I was one of the close voters. I thought it was a really interesting question. However, any way I stack it up, it seems to me that it belongs somewhere else.
Let's start with asking about analyzing academic articles with literary methods. And we should be specific here: it's a scientific article. In my view, this is a non-starter, simply being a question of using the wrong tools for the job. Scientific papers are just not written to have literary value and they should present no ambiguity. Any to be found in them is the result of poor authorship, nothing more. You might as well ask whether it's okay to analyse a list of ingredients on the side of a food can with literary techniques.
Moving on to this exact instance, I'm not even sure that "literary methods" is what you're asking for here. You're asking "why" Turing put this ambiguity in his paper. There is no need to turn to literary methods to do this, and many answers have not. This is a question about the history of Turing's work and that is reflected in the answers it has received.

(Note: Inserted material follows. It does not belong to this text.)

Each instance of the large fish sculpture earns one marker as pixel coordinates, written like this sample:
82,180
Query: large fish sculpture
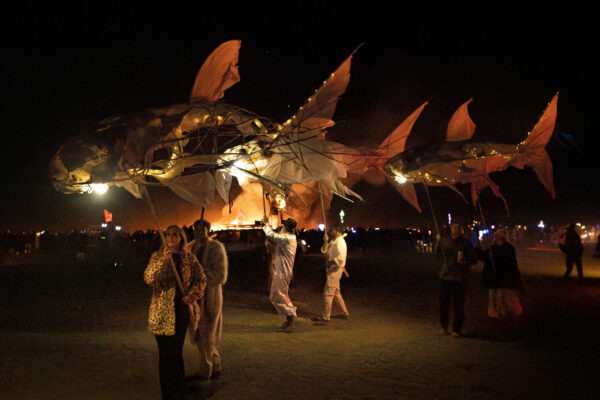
198,147
460,160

Next, let's consider whether we should consider it in terms how language impacts the scientific method. This is a very interesting field of study and one that's close to my own heart. However, academic treat this discipline very squarely as one of Sociology and Philosophy. There are of course links between social science, philosophy and literature, and authors like Derrida have contributed across all three fields. But most in the field belong to University Philosophy and Social Science departments and would agree that's where this subject belongs. There are already SE sites for those.
Finally, what if we're looking at this as a matter of ambiguous language in a scientific paper, trying to get to the bottom of what an author actually indented? In that case I would argue you were better off consulting experts in the same academic field. There are multiple SE sites dealing with computer science, and one each for the physical sciences.
Questions like this are good questions. But just not for this SE.